Town Hall and School Department leaders have been keen on attracting more young families to town in order to increase resident enrollment at Morris Elementary and Lenox Memorial Middle and High School.

"Lenox is a community of excellent opportunities for residents of all ages," Miller said. "The work of the Housing Trust helps people of all incomes and backgrounds benefit from the opportunities here, and we all benefit from an inclusive, diverse and vibrant community."

According to Zillow.com, the online real-estate listings service, there are nine houses and 11 condos or apartments for sale at $290,000 or less in Lenox.


Maximum annual eligible income for homebuyers seeking a jump start ranges from $46,000 for single individual to $52,600 for a two-person household, $69,150 for a three-person household, and on up. The income limits are set by the U.S. Department of Housing and Urban Development, based on 80 percent of the median family income in the Pittsfield metropolitan area.

Over the past two years, seven first-time buyers have qualified for the grants in Lenox.

Among them are Chris and Kristie Prew, who moved into a new home in the close-knit village of Lenox Dale two years ago as newlyweds and are now raising their family there.

The grant they obtained through Lee Bank, augmented by $11,500 from the Federal Home Loan Bank in Boston and family gifts, helped them put together the $46,000 down payment needed for their $230,000 house in the riverfront community "where everyone knows your name."

For potential homeowners to obtain one of the currently available grants, there's some fine print: Buyers must be deemed creditworthy by one of the three banks offering the program: Lee Bank, Adams Community Bank and Pittsfield Co-op Bank.

In addition, first-time purchasers must complete "homebuyer counseling" and cannot own any other residential properties.

The grants are made possible by the participating banks working with the Federal Home Loan Bank's Equity Builder Program.

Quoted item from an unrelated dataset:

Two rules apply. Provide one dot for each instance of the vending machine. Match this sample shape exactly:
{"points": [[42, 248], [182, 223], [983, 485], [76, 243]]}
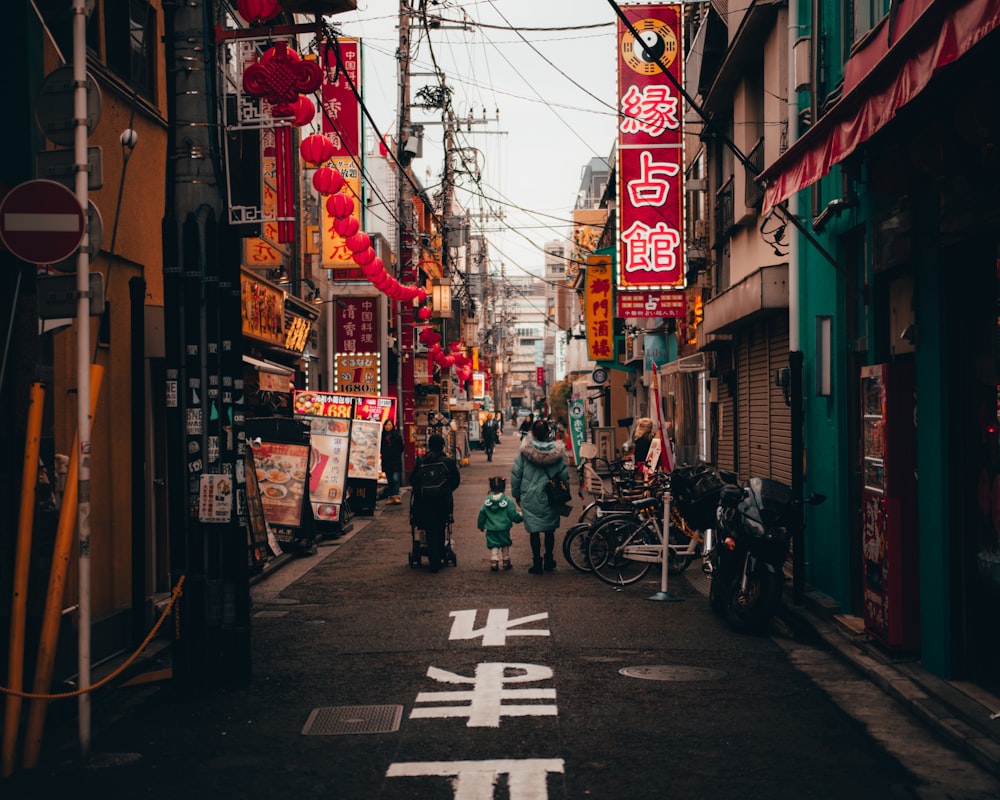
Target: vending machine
{"points": [[889, 505]]}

The federal bank also has its own grant pipeline.

The assistance is provided on a first-come, first-serve basis, and applicants must have proof of a mortgage commitment from one of the participating area three banks.

Homes eligible for the helping hands include one- to four-family houses as well as condos, but the property must be occupied by the owner receiving the grant.

If the home is sold within the first five years, a portion of the grant has to be paid back.

"The matching grant program is just one strategy through which the town supports expanding housing opportunity in Lenox," Miller said.

The Housing Committee, chaired by Deborah Burke, is working on an update to the town's housing needs as well as potential plans to address it through a grant from the state's Department of Housing and Community Development. The goal is to create a "road map" to create new units or deed-restrict affordable units in town. Miller noted.

The Planning Board will explore zoning bylaw approaches to expanding housing opportunity as well, she added, through its Accessory Dwelling Unit bylaw and an Inclusionary Development Bylaw. Also, property owners can turn buildings into multi-family housing through a special permit, a change approved by town meeting voters last year.

The Housing Committee is also exploring options for the Saw Mill Brook mixed-housing site on the northeast corner of Routes 7 & 20 at Housatonic Street. It has been dormant since the town purchased it for $600,000 through a Community Preservation Act bond approved by annual town meeting voters in May 2011. The designated developer, CDC of South Berkshire, has been awaiting the availability of state funding.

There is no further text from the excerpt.